Do not think, however, that this book is merely an updated treatment. While the book does retain some aspects of the On the Shoulders of Giants series — the section on the Scientific Method, the division of the book into Physical and Life Sciences — it includes a third section: “Science and Society”. That section explores how the Enlightenment gave birth to the American, French, and Industrial Revolutions. It then looks at the accomplishments of Diderot and Voltaire and the introduction of The Encyclopedia, moves onto to quacks and others who were starting to prey on scientific ignorance, and concludes with a look at the revolt against reason — romanticism. (Boo, hiss.) I recommend reading the book. (Of course I do. Why wouldn’t I?)

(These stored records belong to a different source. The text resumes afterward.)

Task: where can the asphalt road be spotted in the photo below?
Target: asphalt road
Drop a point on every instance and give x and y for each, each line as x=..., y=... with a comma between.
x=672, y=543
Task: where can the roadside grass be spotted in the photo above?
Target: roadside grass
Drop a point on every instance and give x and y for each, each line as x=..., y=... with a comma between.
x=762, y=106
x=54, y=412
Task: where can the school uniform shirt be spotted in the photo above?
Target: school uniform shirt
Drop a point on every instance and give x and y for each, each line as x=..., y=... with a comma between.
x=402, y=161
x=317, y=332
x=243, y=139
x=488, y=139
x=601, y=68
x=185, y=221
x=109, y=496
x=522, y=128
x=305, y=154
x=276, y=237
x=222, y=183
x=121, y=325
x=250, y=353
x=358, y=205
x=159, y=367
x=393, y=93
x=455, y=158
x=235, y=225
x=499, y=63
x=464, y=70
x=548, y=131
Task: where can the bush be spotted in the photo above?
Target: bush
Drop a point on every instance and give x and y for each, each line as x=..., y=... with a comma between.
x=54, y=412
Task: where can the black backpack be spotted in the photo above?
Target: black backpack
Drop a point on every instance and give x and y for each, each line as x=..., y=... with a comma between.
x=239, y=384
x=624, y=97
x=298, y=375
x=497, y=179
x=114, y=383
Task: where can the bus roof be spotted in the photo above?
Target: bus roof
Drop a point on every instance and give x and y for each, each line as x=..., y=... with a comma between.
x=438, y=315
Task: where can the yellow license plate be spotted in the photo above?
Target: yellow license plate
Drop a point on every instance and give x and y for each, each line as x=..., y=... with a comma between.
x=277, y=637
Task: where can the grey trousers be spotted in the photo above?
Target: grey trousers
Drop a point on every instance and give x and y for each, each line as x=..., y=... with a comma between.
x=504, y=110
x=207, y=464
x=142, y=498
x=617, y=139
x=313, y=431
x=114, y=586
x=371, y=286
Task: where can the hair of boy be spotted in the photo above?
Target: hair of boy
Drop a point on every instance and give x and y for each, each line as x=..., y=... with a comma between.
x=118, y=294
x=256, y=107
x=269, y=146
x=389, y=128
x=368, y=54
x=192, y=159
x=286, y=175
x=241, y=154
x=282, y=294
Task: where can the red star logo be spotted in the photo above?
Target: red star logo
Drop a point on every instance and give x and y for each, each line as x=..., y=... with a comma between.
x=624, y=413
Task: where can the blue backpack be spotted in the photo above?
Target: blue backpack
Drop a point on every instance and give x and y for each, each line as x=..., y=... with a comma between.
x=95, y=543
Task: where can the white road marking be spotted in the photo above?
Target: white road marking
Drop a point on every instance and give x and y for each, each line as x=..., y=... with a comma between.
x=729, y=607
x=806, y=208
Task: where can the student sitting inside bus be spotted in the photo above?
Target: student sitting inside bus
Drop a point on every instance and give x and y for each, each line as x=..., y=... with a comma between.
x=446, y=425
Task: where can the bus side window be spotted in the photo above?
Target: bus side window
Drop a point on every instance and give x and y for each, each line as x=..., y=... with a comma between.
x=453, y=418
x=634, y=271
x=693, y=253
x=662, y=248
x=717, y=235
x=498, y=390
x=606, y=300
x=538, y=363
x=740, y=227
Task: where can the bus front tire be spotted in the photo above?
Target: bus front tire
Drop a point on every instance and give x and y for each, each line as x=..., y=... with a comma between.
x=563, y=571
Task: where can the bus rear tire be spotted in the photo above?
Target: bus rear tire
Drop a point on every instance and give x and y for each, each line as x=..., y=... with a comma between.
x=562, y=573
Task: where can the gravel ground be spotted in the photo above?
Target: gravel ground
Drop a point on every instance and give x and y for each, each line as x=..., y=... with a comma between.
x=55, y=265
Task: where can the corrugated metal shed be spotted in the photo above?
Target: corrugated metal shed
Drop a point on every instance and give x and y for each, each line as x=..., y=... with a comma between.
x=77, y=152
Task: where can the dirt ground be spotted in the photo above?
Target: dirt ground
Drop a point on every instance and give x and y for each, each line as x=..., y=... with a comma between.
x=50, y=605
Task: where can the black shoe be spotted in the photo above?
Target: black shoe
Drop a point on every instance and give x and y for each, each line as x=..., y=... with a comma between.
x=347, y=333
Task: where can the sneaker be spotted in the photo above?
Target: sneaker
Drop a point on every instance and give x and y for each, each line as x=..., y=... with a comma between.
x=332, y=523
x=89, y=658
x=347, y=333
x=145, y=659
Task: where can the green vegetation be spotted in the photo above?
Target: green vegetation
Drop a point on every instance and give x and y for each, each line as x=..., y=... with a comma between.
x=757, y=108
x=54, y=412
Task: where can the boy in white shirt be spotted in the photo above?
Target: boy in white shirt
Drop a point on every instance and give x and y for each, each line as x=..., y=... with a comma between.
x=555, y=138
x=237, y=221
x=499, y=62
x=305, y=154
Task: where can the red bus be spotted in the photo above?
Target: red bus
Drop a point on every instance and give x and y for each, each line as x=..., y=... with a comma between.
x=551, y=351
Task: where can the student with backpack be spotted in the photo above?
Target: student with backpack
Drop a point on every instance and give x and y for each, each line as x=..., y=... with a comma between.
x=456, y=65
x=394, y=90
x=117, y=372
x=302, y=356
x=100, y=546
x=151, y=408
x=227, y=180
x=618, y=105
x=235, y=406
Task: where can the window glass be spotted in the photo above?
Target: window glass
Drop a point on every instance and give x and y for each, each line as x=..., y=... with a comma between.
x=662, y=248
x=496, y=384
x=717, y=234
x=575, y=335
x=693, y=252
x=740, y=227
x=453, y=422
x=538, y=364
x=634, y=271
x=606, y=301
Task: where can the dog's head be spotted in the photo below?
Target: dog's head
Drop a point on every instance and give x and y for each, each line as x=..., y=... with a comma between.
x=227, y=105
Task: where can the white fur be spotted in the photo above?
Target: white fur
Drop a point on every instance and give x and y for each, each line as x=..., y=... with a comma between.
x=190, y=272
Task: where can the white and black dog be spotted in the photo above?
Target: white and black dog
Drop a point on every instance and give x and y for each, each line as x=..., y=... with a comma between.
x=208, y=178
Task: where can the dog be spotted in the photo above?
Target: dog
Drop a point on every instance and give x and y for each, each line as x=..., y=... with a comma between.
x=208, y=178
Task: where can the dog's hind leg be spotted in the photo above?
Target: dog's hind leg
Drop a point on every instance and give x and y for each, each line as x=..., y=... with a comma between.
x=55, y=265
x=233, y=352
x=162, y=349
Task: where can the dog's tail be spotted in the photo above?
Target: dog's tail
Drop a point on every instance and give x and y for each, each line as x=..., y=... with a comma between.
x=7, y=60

Pick of the Week: Asimov’s Mysteries, by Isaac Asimov.
Quotation of the Week: “I would not have the anniversaries of our victories celebrated, nor those of our defeats made fast days and spent in humiliation and prayer; but I would like to see truthful history written. […] The justice of the cause which in the end prevailed, will, I doubt not, come to be acknowledged by every citizen of the land, in time. For the present, and so long as there are living witnesses of the great war of secessions, there will be people who will not be consoled for the loss of a cause they believed to be holy. As time passes, people, even of the South, will begin to wonder how it was possible that their ancestors ever fought for or justified institutions with acknowledged the right of property in man.” (p. 85, Personal Memoirs, US Grant.)
(Grant was a bit of an optimist on that. I quote directly from one group: “All that the South wanted to do is to establish the CSA to uphold the principles of the founders concerning limited government. lower taxes and individualism.” If that link and quotation made you cry, click here for one that will make you laugh. )
- The Communist Manifesto, Karl Marx. I decided a few months ago to start reading historically significant books, and this is one of the biggies. Outside of religious texts, I can’t think of a more historically significant book — although just like religious texts, the influence of the book can be both good and bad.
- The Elegant Universe, Brian Greene. The book is about the theory of relativity, quantum theory, and their relationship to one another.
- Books that Changed the World, Robert Bingham Downs. I’m checking this one out to aid in my quest.
- Building a Bridge to the 18th Century: How the Past Can Improve Our Future, Neil Postman. I found this one while searching for “Enlightenment”.
- Nine Tomorrows: Tales of the Near Future, Isaac Asimov. Yes, once again I found another collection of short stories after I thought I was very nearly out.
* That reference will either (1) have no meaning to you, (2) enrage you, or (3) amuse you deeply.